My aims for this coming year are therefore to:
  • Spend lots of time as a family enjoying nature and each other
  • Follow a basic Montessori activity plan (mine is at the bottom of this post)
  • Continue with lots of arts and crafts projects (I'm starting a local toddler art club in a few months so I will let you know how that goes!) and musical experiences (we currently attend a weekly music group)
  • Follow Freddy's interests and find appropriate activities to feed his hunger for learning
  • Help him to do as much for himself as possible

So here goes....

First I should tell you that the inspiration for this list has come from many sources including:
  • The book 'Montessori From the Start' by Lynn Lillard Jessen and Paula Polk Lillard which is the best Montessori book that I have read for preparing the environment, introduction to Montessori and activities for the under 3's.  I don't agree with everything in this book (notably early weaning) but that aside it's fabulous.
  • The catalogue 'The Joyful Child' from Michael Olaf which is also available to view online.
  • The amazing Montessori at Home downloadable activity book packed with Montessori activities for preschoolers (from 2 to 7 years).  I bought this for nearly $8 and cannot believe what great value for money it is.
  • The Toddler Comprehensive List available for download from Montessori for Everyone and gives a good overview of activities to try with toddlers.  I paid $4.99 for this list and felt that it was good value for money especially as there is little advice available online that is targeted at the under 3s.   There is also this great article on the same site that gives advice for keeping toddlers interested in activities.
  • And the last but by far the most important source of inspiration comes from Freddy himself and the things that he enjoys most.
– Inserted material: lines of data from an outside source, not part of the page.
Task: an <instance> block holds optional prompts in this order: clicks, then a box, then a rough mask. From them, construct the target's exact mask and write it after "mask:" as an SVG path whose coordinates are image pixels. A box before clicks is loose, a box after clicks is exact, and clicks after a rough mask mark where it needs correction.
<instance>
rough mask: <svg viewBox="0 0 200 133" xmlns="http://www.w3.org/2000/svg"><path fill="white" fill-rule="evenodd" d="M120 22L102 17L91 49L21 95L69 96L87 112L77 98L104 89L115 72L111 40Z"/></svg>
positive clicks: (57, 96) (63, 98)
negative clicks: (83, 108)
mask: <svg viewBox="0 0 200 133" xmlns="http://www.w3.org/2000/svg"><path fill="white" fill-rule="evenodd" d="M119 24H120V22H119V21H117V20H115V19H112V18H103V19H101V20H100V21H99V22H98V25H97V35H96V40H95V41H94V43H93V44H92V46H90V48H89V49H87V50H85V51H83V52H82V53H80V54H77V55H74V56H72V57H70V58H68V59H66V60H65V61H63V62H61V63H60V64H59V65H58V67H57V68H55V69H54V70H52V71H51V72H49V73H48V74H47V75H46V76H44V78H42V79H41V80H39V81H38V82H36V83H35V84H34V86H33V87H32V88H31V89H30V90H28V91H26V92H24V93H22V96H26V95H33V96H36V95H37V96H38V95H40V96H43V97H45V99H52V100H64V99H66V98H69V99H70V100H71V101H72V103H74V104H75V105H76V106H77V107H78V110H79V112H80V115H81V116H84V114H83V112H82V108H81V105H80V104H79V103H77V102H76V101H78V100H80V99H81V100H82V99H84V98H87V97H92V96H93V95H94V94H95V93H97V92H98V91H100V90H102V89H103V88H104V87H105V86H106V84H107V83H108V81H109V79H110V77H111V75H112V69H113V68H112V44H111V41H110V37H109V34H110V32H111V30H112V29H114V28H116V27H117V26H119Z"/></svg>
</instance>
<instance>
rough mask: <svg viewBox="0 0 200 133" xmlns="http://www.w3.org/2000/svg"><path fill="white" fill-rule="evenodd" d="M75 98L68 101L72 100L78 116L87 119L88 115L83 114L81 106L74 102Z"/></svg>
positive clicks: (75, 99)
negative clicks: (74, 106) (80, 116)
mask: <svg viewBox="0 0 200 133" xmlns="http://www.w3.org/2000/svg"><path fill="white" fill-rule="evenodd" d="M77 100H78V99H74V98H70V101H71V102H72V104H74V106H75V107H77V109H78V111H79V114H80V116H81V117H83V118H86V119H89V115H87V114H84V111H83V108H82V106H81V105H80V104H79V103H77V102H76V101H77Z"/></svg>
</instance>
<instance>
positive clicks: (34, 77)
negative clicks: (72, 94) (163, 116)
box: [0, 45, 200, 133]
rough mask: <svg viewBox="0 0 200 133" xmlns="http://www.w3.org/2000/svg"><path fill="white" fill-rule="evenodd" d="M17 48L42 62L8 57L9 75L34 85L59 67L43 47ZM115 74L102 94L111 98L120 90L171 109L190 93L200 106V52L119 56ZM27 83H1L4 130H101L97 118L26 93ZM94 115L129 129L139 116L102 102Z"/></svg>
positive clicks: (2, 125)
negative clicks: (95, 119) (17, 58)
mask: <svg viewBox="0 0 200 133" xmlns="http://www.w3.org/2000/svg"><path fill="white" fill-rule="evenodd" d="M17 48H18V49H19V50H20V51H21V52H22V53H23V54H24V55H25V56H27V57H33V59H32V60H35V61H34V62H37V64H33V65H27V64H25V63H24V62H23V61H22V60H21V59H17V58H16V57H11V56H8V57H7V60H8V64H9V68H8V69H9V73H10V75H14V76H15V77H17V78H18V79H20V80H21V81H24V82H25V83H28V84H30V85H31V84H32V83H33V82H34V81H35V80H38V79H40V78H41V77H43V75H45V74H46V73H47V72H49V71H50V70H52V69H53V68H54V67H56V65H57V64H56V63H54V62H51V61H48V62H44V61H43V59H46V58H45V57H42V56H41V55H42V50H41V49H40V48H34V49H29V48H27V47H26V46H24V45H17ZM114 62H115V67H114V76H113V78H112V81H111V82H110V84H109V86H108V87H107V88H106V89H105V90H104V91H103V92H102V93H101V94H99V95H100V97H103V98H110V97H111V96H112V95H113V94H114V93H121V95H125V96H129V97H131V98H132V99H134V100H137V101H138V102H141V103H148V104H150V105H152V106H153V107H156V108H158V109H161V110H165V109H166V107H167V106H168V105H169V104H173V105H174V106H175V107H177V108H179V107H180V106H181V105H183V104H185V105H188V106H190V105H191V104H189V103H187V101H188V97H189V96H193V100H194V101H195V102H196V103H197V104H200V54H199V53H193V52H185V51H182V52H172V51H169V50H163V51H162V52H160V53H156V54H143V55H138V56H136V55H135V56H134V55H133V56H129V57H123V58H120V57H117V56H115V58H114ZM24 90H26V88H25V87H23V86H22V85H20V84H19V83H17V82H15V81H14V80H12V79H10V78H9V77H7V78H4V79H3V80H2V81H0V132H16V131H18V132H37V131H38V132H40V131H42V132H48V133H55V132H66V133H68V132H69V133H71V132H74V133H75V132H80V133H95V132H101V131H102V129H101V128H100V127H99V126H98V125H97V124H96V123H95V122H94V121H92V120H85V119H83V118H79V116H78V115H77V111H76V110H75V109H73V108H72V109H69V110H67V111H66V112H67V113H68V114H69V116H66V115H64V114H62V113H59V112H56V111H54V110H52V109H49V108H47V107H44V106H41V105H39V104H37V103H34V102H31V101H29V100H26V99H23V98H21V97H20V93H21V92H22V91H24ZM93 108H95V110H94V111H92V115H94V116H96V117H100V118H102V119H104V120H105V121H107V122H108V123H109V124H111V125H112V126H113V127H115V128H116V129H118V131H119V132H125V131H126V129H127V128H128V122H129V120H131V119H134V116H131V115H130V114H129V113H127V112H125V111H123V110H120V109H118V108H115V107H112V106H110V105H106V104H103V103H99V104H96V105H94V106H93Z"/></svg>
I haven't included any Montessori albums as they usually start from age 3.  I will use these for developing a curriculum when I plan later activities.  The list below is aimed at the age range of 18 months to 3 years.


Practical Life
  • Fine Motor Skills such as manipulative work with hands
  • Gross motor skills like whole body movements
  • Care of self activities like brushing teeth and getting dressed
  • Control of movement such as walking on a line and carrying objects
  • Care of the environment like cleaning and looking after plants
  • Food Preparation and kitchen tasks
  • Sorting and catagorising activities
  • Grace and Courtesy such as saying please and thank you

Sensorial
  • Cylinder Blocks
  • Coloured Cylinders
  • Knobless Cylinders
  • Preparation for the Decimal System including the Pink Tower, Broad Stair and Red Rods
  • Geometric Cabinet and introduction to shapes
  • Learning about the senses including learning about colours

Mathematics
  • Counting up to 10
  • Number and quantity recognition
  • Stacking blocks like the Pink Tower

Language
  • Separation and catagorisation based on names i.e. name and picture matching
  • Concept development like opposites 
  • Lots of storytime and reading
  • Reading and talking about books
  • Vocabulary development in everyday life activities i.e. body parts, left and right, seasons etc

Zoology
  • Learning about animals
  • Caring for animals

Botany
  • Learning about plants and nature
  • Caring for plants

History 
  • Talking about the past
  • Expressions of time such as seasons, day and night etc

Geography
  • Land and water
  • Knowledge about the countries in which we live (UK, France, Sweden)

Art and craft
  • All things art and craft!

Music and dance
  • Instruments, singing and dancing

For each section I have been collecting a detailed list of activities based on things I have seen on the internet or read in books and I will be selecting what order to do the activities in based purely on Freddy's lead.

I will also definitely be using the list of practical life exercises that I found on Montessori Mom (there is so much on that site).

Did I miss anything?  Do you have any ideas?


4 comments:

  1. Du är imponerande strukturerad kära svägerska!

    ReplyDelete
  2. Ha! Yes it's not normal for me but I am trying it out. Perhaps there will be a job for me in your school afterwards? xx

    ReplyDelete
  3. Ja, som textil- och bildlärare!